Periodic orbits and observational accretion disk around a Schwarzschild-like black hole surrounded by dark matter halo
- Received Date: 2026-01-30
- Available Online: 2026-08-01
Abstract: In this work, we investigate the dynamics of periodic orbits and the properties of accretion disks around a Schwarzschild-like black hole (BH) immersed in a King-type dark matter (DM) halo. Our analysis focuses on how the presence of the King DM halo influences both the behavior of periodic orbits and the radiative characteristics of the accretion disk. We begin by examining time-like periodic geodesic orbits for various configurations characterized by different energy and angular momentum values, represented by the integers $ (z, w, v) $. Furthermore, we explore the effects of the King DM halo on time-like periodic geodesics, marginally bound orbits, and innermost stable circular orbits, thereby providing a deeper understanding of how the DM halo environment modifies the behavior of these stable orbits and timelike particle geodesics.
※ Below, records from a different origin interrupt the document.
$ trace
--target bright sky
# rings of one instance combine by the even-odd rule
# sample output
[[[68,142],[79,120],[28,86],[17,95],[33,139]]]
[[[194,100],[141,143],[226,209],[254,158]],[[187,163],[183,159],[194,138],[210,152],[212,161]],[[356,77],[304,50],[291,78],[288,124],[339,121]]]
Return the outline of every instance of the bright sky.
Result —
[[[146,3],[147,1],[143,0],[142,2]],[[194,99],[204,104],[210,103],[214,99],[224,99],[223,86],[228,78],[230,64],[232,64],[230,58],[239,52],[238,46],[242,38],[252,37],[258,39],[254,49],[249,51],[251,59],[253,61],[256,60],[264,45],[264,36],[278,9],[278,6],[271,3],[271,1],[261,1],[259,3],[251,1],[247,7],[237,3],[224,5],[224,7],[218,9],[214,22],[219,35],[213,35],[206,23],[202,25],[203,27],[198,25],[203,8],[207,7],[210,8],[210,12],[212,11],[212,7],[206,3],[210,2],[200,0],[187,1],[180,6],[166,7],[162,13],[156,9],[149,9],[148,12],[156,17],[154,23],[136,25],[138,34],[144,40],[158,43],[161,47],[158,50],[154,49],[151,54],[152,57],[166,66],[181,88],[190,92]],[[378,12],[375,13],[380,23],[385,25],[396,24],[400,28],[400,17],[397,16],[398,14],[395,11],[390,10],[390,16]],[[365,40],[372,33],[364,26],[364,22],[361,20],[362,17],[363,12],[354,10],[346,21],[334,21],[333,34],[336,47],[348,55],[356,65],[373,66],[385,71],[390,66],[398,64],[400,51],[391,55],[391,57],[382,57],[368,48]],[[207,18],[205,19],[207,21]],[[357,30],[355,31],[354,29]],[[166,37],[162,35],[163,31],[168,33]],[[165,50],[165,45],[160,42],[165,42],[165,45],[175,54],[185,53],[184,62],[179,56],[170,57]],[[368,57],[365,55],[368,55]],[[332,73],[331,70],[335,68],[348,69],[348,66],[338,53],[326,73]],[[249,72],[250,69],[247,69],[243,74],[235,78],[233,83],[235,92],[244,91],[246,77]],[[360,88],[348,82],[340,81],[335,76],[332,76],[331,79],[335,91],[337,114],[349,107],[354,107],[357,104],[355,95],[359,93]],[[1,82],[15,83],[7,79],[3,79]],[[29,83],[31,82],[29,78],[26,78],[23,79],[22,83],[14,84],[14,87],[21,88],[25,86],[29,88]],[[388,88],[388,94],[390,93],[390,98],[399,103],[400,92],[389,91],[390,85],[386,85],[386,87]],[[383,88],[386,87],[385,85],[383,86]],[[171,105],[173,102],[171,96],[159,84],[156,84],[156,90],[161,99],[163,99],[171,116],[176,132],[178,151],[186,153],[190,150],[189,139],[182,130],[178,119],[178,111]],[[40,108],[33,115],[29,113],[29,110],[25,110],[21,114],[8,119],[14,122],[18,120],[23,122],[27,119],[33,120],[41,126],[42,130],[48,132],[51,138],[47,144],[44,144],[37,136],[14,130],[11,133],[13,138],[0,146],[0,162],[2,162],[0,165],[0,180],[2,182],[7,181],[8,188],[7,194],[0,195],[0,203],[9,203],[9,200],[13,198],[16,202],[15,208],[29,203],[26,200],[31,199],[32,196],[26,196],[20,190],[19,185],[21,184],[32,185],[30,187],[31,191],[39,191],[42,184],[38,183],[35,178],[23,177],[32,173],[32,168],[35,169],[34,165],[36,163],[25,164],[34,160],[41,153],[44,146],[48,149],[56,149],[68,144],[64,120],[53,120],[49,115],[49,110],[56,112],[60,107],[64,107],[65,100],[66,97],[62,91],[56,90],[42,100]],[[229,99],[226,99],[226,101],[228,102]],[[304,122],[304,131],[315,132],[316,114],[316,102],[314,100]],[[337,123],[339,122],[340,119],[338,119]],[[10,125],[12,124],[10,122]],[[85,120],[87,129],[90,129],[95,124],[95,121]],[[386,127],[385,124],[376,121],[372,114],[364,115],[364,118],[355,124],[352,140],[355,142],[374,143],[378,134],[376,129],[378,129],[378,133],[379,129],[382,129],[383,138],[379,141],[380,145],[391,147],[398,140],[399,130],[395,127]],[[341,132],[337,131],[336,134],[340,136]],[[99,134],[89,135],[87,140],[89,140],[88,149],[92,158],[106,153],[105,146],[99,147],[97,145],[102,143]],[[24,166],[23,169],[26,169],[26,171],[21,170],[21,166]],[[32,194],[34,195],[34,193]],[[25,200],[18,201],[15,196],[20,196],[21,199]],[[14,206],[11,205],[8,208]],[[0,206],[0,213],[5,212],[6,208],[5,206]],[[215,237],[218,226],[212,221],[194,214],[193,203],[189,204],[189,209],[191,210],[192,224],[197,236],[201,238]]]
Finally, we analyze the null geodesics and the accretion disk properties by studying their direct and secondary images, redshift distributions, and radiation fluxes as observed at infinity for a range of inclination angles. This approach allows us to gain valuable insights into the spacetime geometry of a Schwarzschild-like BH within the King-type DM halo, its physical and radiative properties in the accretion disk, and the corresponding observational implications.